For metabolic engineering applications it is desirable that your expression vectors contain a set (or at least one) working marker gene cassette. The described plasmids have inactivated marker promoter sequences. This leads to a drastic increase in copy number which is fine if you have just one gene that produces your desired protein. But if you want to construct ('engineer') a strain that contains not one but more genes necessary for product formation the applications of these plasmids are quite limited.

Cheers, Christian 

Metabolic engineering does not only concern overexpression. In general engineered bacteria/yeasts had their genome (not plasmids) edited. Probably that plasmid cannot be used to integrate sequences in the genome (or remove them) for instance through double crossing over.

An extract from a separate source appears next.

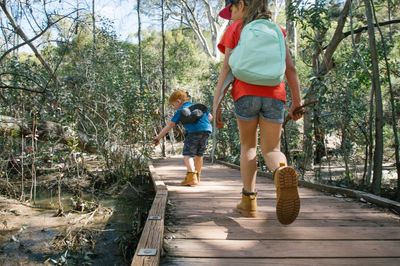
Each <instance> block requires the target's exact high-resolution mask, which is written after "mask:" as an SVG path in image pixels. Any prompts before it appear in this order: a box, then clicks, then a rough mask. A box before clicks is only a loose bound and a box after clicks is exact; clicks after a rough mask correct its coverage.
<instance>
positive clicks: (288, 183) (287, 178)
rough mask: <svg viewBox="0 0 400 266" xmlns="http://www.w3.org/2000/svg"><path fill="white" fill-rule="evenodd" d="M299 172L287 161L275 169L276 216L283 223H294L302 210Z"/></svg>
mask: <svg viewBox="0 0 400 266" xmlns="http://www.w3.org/2000/svg"><path fill="white" fill-rule="evenodd" d="M297 176H298V175H297V172H296V170H294V169H293V168H292V167H290V166H286V164H285V163H280V166H279V168H278V169H276V170H275V171H274V183H275V187H276V216H277V218H278V221H279V222H280V223H281V224H291V223H293V222H294V221H295V220H296V218H297V216H298V215H299V211H300V197H299V192H298V190H297V184H298V180H297Z"/></svg>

If your target product is just a protein, the high copy number plasmid is suitable since you need to overexpress only one gene in the plasmid. However, in many cases of metabolic engineering applications, especially your target is a metabolite, more than one gene is necessary to overexpress because many genes involved in the biosynthesis of the metabolite. Therefore, more than one plasmid is needed. If you use the high copy number plasmid in that case, the other plasmid will be segregated. (The copy number of one cell is limited.) In addition, the high copy number plasmid would lead to metabolic burden. Overall, metabolic balance is more important in the metabolic engineering applications which are many enzymes involved in biosynthesis of your target product.